SUNDAY, June 29 (HealthDay News) -- More than 98,000 Americans
are clinging to life this very second, and their only chance for
survival is a dead person's generosity.
The science of organ transplantation has improved by leaps and
bounds. But despite the advances, almost 7,200 Americans died in
2005, waiting for a replacement organ that never arrived, according
to the U.S. Health Resources and Services Administration.
"The success of the clinical side is phenomenal," said David
Fleming, executive director of Donate Life America, a nonprofit
alliance of national and local organizations dedicated to promoting
organ donation. "Unfortunately, it's not a medical problem we're
looking to solve. It's truly a matter of just not having the supply
that we need."
The waiting list for donated kidneys is longest. Almost 75,000
patients are waiting for a kidney, or about three of every four
people waiting for an organ.
That's generally because a person without a kidney can be kept
alive longer, Fleming said. Dialysis can sustain them, while
patients in need of such vital organs as hearts or lungs often die
quickly.
However, the nation's diabetes epidemic is expected to make
kidney failure much more prevalent in the future, leading to even
greater demand for donated kidneys, Fleming added.

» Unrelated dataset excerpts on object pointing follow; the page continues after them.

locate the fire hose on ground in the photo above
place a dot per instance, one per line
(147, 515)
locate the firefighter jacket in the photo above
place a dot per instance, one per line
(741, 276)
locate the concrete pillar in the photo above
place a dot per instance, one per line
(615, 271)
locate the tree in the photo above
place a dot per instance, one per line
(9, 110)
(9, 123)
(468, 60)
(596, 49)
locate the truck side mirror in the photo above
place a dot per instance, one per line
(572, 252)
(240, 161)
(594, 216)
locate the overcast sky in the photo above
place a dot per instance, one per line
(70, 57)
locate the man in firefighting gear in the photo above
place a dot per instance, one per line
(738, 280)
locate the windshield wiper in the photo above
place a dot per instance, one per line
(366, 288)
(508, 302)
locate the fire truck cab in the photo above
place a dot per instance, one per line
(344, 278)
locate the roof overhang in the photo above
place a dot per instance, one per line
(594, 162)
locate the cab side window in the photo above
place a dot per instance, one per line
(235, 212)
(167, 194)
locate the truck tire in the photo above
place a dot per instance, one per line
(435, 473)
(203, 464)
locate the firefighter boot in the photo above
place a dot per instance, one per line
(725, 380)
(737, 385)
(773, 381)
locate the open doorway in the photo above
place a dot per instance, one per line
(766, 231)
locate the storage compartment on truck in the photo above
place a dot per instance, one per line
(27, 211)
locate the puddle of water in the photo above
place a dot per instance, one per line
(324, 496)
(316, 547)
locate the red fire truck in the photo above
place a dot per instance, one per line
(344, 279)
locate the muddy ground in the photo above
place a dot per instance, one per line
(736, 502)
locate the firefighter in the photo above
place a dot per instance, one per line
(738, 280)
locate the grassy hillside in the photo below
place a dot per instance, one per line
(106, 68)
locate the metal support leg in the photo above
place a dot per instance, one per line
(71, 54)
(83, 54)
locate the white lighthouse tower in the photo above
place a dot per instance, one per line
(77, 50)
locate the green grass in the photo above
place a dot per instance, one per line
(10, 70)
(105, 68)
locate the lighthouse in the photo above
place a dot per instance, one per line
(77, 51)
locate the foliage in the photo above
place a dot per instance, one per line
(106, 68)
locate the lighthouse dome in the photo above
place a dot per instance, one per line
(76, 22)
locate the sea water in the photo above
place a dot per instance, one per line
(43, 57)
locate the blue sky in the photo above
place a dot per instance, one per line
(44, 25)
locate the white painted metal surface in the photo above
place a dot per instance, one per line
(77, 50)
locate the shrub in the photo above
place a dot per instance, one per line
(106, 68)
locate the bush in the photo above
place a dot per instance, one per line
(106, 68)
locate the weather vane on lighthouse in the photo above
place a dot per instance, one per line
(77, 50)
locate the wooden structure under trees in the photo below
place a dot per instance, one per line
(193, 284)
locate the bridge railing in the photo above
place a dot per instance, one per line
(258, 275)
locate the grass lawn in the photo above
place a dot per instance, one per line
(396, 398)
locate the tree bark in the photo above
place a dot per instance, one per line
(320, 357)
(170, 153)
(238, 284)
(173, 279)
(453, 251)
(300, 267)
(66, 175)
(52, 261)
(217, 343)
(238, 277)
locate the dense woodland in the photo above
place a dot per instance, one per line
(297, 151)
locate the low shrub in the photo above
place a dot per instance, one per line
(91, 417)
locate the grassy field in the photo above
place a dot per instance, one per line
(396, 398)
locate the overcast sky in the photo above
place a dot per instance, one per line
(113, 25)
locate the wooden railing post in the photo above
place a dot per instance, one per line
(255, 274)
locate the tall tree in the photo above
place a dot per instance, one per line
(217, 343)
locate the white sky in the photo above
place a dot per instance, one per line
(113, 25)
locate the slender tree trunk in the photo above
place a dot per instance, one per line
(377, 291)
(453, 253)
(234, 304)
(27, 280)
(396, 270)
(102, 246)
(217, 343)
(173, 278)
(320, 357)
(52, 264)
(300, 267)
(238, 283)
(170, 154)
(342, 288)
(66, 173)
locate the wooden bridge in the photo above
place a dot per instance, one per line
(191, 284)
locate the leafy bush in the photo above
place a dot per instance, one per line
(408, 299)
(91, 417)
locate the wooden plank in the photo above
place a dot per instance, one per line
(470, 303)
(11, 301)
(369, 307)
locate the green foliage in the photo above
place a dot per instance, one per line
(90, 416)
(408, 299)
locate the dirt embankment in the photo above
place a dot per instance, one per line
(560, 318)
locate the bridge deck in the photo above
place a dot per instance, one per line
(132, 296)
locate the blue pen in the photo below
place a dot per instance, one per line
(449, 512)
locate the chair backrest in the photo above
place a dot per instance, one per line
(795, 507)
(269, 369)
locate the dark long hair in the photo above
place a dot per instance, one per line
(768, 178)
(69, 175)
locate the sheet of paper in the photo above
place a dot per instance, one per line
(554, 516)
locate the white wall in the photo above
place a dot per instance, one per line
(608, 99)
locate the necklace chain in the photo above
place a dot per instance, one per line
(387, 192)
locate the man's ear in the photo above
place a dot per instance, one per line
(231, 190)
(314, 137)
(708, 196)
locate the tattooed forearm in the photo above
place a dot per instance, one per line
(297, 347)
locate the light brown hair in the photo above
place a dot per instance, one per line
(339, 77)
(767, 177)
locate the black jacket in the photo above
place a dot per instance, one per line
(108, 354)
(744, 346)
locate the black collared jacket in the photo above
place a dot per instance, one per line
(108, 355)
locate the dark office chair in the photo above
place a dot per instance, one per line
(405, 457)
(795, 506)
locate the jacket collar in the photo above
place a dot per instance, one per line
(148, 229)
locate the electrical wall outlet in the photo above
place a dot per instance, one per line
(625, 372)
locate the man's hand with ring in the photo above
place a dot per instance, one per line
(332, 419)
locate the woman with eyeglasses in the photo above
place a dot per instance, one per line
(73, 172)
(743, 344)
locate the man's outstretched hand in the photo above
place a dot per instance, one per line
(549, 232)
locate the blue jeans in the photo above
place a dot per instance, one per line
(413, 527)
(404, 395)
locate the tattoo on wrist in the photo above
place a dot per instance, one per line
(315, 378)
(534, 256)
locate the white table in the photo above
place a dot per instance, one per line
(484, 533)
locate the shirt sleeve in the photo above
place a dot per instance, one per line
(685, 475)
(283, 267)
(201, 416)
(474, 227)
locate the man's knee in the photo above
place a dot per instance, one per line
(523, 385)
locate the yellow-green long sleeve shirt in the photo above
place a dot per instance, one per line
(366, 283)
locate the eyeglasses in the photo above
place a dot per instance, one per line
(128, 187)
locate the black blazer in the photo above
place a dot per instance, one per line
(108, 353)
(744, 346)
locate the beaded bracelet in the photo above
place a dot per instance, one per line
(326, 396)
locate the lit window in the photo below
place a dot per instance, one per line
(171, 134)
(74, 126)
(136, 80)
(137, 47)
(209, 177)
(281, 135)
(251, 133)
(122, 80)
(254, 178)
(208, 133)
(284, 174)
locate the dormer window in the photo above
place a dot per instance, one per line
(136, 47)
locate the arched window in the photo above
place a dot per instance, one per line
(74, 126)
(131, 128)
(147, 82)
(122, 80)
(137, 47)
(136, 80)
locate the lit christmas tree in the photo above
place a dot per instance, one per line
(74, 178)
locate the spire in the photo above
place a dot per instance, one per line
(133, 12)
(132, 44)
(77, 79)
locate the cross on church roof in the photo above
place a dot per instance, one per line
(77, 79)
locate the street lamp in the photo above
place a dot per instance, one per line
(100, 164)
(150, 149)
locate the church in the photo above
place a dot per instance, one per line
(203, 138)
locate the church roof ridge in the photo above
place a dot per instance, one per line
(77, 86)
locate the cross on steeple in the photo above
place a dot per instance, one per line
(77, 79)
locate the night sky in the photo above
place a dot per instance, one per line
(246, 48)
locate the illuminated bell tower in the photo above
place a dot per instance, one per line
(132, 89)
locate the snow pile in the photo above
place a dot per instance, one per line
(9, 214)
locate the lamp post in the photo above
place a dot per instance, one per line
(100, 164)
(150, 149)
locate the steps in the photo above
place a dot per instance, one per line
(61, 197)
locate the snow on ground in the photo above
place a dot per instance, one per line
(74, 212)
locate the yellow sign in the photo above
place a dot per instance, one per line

The waiting list for livers is next longest, with more than
16,000 patients awaiting help. More than 2,600 people are waiting
for a heart, while an estimated 2,100 people need a lung, and
around 1,600 patients are waiting for a pancreas.
The main problem with supply is that donors must die in a very
specific way for their organs to be useful to others.
"In order to donate a solid organ, you have to die a brain
death," Fleming said. "It's a very small percentage of the
population that die in a way that leaves them brain dead," he said,
about 1 percent of deaths annually, between 20,000 to 30,000
people.
Of those who die under optimal conditions, only about 60 percent
have consented to donate their organs, he said.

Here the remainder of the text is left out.